M. Beauchamp dit que pendant longtemps, les assureurs comptaient sur les courtiers pour obtenir la croissance de leurs affaires. Ils ont désormais compris que cela devait être une responsabilité partagée. La collaboration entre les fournisseurs et les distributeurs est meilleure.

M. Allard note d’ailleurs la transition d’une certaine attitude des courtiers, qui étaient auparavant très réticents à partager les renseignements sur leur clientèle à leur fournisseur. « Le client appartient au cabinet. On nous le disait clairement. Nous comprenons maintenant que nous devons faire front commun pour mieux comprendre les besoins de nos clients. Les assureurs sont souvent présents pour accompagner les courtiers lorsqu’ils rencontrent de gros clients en assurance commerciale, une situation moins fréquente auparavant », ajoute-t-il.

M. Bilodeau ajoute que le courtier doit se distinguer par la qualité de son service, son approche client et ses produits. « Et l’assureur fait partie du produit. Le prix ne doit pas être le seul facteur. Beaucoup d’assureurs ont graduellement dénaturé leurs produits en offrant d’abord une prime. Le client veut certes payer la juste prime, mais ce qu’il veut au départ, c’est être en sécurité. Quand le client est rassuré, la prime est toujours secondaire. »

M. Beauchamp n’est pas du même avis. Il aimerait que les autorités règlementaires surveillent plus étroitement certains segments de marché où les concurrents se croient à l’époque du « Far West ». Il cite l’exemple la garantie de remplacement (« valeur à neuf ») vendue par les concessionnaires automobiles. « Les concessionnaires font fi de toutes les règles, si je me fie à ce que mes clients racontent. Ils font n’importe quoi. Ils ont pleine liberté d’action parce qu’ils ne sont pas surveillés. »

M. Jetté rappelle que 90 % des polices de ce type sont vendues par les concessionnaires, alors que la prime qu’ils demandent est plus élevée que celle que les clients peuvent obtenir sur le marché. L’écart serait de 30 % à 40 %, voire de 60 %, disent les courtiers présents. Ils entendent aussi que des clients se font dire ouvertement par des concessionnaires que leur taux de financement sera modifié à la baisse s’ils acceptent cette garantie de remplacement.

Produits méconnus

M. Beauchamp ajoute que si les cabinets de courtage veulent mieux concurrencer les assureurs directs, ils doivent faire preuve de plus de rigueur dans leur démarchage, et sortir des créneaux classiques qu’ils occupent déjà. « Les directs ont beaucoup de rigueur.
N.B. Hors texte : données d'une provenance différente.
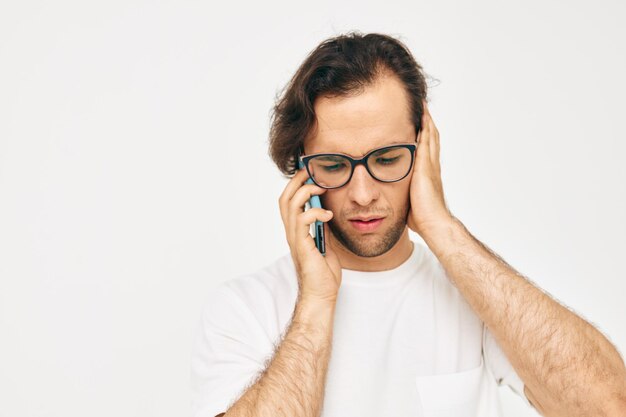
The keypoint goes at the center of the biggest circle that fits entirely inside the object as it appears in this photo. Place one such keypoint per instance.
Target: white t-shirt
(405, 343)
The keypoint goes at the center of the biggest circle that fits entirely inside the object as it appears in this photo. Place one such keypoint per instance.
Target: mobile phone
(318, 227)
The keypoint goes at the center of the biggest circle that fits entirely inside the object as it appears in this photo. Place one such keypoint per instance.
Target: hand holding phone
(319, 277)
(318, 228)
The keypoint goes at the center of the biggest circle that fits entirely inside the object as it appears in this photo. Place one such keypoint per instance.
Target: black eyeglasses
(386, 164)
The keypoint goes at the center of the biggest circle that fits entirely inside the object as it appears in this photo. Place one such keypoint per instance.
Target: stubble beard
(369, 248)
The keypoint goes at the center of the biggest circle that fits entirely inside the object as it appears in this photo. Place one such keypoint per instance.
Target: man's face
(353, 126)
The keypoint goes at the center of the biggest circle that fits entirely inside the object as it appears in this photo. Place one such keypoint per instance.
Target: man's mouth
(367, 225)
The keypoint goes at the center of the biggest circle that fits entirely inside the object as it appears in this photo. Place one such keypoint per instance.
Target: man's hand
(319, 277)
(428, 205)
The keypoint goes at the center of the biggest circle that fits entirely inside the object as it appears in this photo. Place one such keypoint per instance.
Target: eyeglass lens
(388, 164)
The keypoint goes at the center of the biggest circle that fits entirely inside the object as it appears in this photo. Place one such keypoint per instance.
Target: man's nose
(362, 188)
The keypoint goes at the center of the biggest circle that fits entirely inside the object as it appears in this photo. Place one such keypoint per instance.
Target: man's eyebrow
(382, 145)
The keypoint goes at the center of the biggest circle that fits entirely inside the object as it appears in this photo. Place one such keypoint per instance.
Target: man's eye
(333, 168)
(387, 161)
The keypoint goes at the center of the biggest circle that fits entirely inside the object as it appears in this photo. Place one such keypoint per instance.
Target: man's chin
(367, 245)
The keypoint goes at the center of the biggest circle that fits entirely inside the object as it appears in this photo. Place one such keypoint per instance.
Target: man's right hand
(319, 277)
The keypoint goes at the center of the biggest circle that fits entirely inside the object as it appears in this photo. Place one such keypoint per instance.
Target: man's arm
(569, 368)
(293, 382)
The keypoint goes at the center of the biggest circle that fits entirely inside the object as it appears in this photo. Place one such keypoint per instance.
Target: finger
(290, 189)
(423, 148)
(297, 203)
(305, 219)
(434, 142)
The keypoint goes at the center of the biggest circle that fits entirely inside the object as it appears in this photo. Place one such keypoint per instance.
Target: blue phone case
(318, 230)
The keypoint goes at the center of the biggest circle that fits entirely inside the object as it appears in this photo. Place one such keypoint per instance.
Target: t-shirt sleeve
(229, 353)
(500, 367)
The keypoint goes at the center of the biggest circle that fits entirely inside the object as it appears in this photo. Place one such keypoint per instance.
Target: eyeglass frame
(304, 159)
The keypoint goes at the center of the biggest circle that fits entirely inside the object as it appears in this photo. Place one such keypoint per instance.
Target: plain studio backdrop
(134, 174)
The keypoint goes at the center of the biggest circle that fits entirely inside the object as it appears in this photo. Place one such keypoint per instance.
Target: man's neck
(393, 258)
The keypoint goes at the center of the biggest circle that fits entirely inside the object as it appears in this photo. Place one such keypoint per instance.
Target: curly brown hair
(340, 66)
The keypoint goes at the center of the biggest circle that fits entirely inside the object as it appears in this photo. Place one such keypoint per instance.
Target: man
(381, 325)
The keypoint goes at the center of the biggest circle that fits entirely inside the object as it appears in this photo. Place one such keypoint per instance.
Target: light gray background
(134, 174)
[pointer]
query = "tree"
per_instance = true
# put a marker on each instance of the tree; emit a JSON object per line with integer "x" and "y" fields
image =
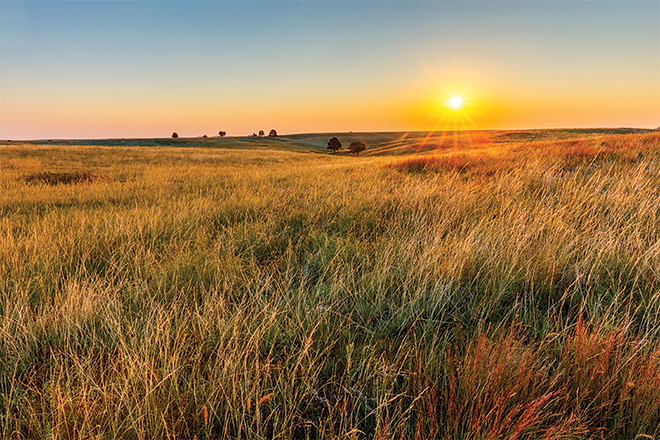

Ce sont des machines bien huilées. Ils ont des scénarios de vente, des méthodes à suivre. Dans le courtage, ça fonctionne plus en fonction de la volonté personnelle des gens de promouvoir ce produit ou tel autre. »

M. Jetté souligne justement qu’il est important d’améliorer l’efficacité de ses opérations, afin de libérer du temps consacré à la promotion de nouveaux produits. Différentes idées ont été lancées, notamment l’assurance juridique et l’assurance voyage en avenant à la police du propriétaire occupant.

M. Beauchamp ne croit pas que l’innovation de produits suffira à ralentir l’évolution du marché. « Le courtage doit récupérer des clients. C’est bien d’ajouter des accessoires aux polices, mais il est pressant de trouver des clients. Augmenter la prime moyenne par client, c’est un bon objectif. En dollars, on augmente notre part de marché. Mais ça ne durera que le temps que les directs nous imitent et offrent le même produit pour moins cher. »

Le cabinet dirigé par Jean Bilodeau est multidisciplinaire et offre aussi de l’assurance vie collective aux entrepreneurs, en plus de l’assurance de dommages. Pour mieux concurrencer les directs, il aimerait pouvoir s’associer à une institution financière en vue d’offrir des services bancaires.

Le cabinet dirigé par Yves Brassard s’est aussi lancé dans les produits d’assurance vie, mais il constate que les expertises requises pour leur vente sont très distinctes de celles demandées en assurance de dommages. « Nous l’avons fait, mais ça a été très laborieux, au départ. Ça nous a pris dix ans d’efforts. Maintenant, nous avons une vraie division de services financiers, où travaillent six personnes. Ça fonctionne très bien, mais ça prend du temps avant que les efforts rapportent. C’est bon pour la rétention de la clientèle aussi, car si tes clients sont déjà chez toi en assurance vie ou pour un prêt, ils vont y penser davantage avant de te retirer une police en dommages. »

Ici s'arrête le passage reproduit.